The practice of lifestyle medicine, such as quitting smoking and drinking, is an important therapy method for periodontitis, which dental health explores and reveals. These discoveries have significant consequences for public health. Furthermore, our discoveries can be effectively incorporated into the S3 level guideline for the treatment of periodontitis. By the guideline’s recommendations, oral hygiene practices are applied consistently throughout the phases of periodontal treatment. A favorable lifestyle is particularly crucial during steps 1 (oral hygiene instruction) and 4 (supportive periodontal care) of periodontitis treatment [34, 35]. Our findings facilitate a more precise identification of demographic characteristics within the population, enabling targeted lifestyle promotions to enhance oral hygiene. For instance, placing emphasis on physical activity rather than endorsing smoking and alcohol restrictions for participants among ‘Class 2.’
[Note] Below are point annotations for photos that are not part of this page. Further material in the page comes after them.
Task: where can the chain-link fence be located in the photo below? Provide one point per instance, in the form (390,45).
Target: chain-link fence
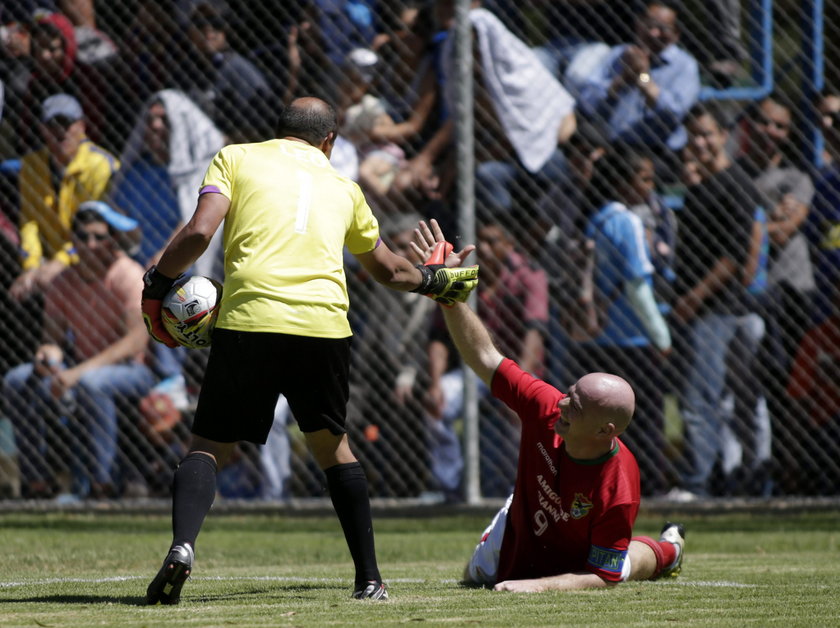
(656,195)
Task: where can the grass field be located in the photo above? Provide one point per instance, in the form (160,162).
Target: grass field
(260,570)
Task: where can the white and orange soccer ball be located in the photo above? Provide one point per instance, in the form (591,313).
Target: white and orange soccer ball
(190,309)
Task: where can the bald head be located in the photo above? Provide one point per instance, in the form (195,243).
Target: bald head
(309,119)
(609,397)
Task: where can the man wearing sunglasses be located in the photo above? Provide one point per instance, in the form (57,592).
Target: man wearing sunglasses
(54,181)
(64,404)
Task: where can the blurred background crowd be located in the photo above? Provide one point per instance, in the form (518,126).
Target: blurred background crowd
(657,195)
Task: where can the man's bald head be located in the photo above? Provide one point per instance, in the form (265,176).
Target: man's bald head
(609,397)
(309,119)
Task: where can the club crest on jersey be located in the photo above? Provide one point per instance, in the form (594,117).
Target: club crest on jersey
(580,506)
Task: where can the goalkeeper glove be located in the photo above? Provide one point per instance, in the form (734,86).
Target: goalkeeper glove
(446,285)
(155,287)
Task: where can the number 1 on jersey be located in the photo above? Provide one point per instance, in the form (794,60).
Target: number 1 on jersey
(304,200)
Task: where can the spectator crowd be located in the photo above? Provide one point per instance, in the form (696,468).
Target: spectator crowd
(623,226)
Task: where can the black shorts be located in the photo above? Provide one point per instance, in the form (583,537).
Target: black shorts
(247,371)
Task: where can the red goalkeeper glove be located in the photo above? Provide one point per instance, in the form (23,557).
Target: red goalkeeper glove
(446,285)
(155,288)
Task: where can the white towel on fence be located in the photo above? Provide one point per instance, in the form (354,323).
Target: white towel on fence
(530,103)
(193,141)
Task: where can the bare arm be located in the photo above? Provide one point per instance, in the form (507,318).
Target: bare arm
(473,341)
(192,240)
(567,128)
(563,582)
(531,356)
(390,269)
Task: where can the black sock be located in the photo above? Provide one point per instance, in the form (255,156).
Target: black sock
(193,492)
(349,493)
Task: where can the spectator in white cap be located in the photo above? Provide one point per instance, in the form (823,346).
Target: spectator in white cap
(54,180)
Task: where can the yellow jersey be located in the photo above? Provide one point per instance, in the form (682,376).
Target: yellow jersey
(290,216)
(46,213)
Despite the good evidence on lifestyle studies for periodontitis interventions, dental practitioners generally lack expertise in lifestyle interventions that have not been well addressed in past dental education [36]. Our findings and the current situation described above suggest the need to prioritize the development of healthy lifestyle programs in the dental office as a ‘first-line treatment’ for periodontitis [37].

This study is one of the first, as far as we are aware, to examine the association between latent lifestyle patterns and periodontitis. However, there are some limitations to this study. First off, since this research was cross-sectional, it’s difficult to determine whether a certain way of living causes periodontitis. Second, we were unable to determine the effect of lifestyle modifications on periodontitis. Because the data on smoking, alcohol intake, and exercise were an evaluation of recent status, it was not possible to determine the relevance of alcohol and smoking cessation on periodontitis. Third, it is crucial to recognize the potential overlap between measures of oral examination and self-assessment of oral health, potentially influencing statistical outcomes. However, these effects are manageable for several reasons. (1) Oral examination and self-rated oral health represent distinct dimensions of measurement; the former is an objective health behavior, and the latter is a subjective health evaluation. (2) LCA can address the impact of overlapping variables resulting from the classification of individuals, provided that local independence is satisfied during these lifestyle measurements. LCA, to a certain extent, assists in mitigating the impact of overlapping variables. Fourth, even if the survey was done face-to-face by trained professionals, the impact of measurement error cannot be entirely disregarded. Furthermore, the use of binary numbers to represent lifestyle might impose considerable restrictions because severe activity and moderate exercise may have similar MET scores but different consequences. In order to categorize lifestyles and determine whether there is a link between them and periodontitis, future studies must use more objective lifestyle metrics.

Conclusion

In conclusion, we discovered two classes of bad lifestyle patterns—“Class 2” and “Class 3”—that are linked to an increased risk of periodontitis. These associations may offer pertinent cues for devising lifestyle promotion plans and could potentially contribute to formulating etiological hypotheses in accordance with the S3 level guideline for the treatment of periodontitis.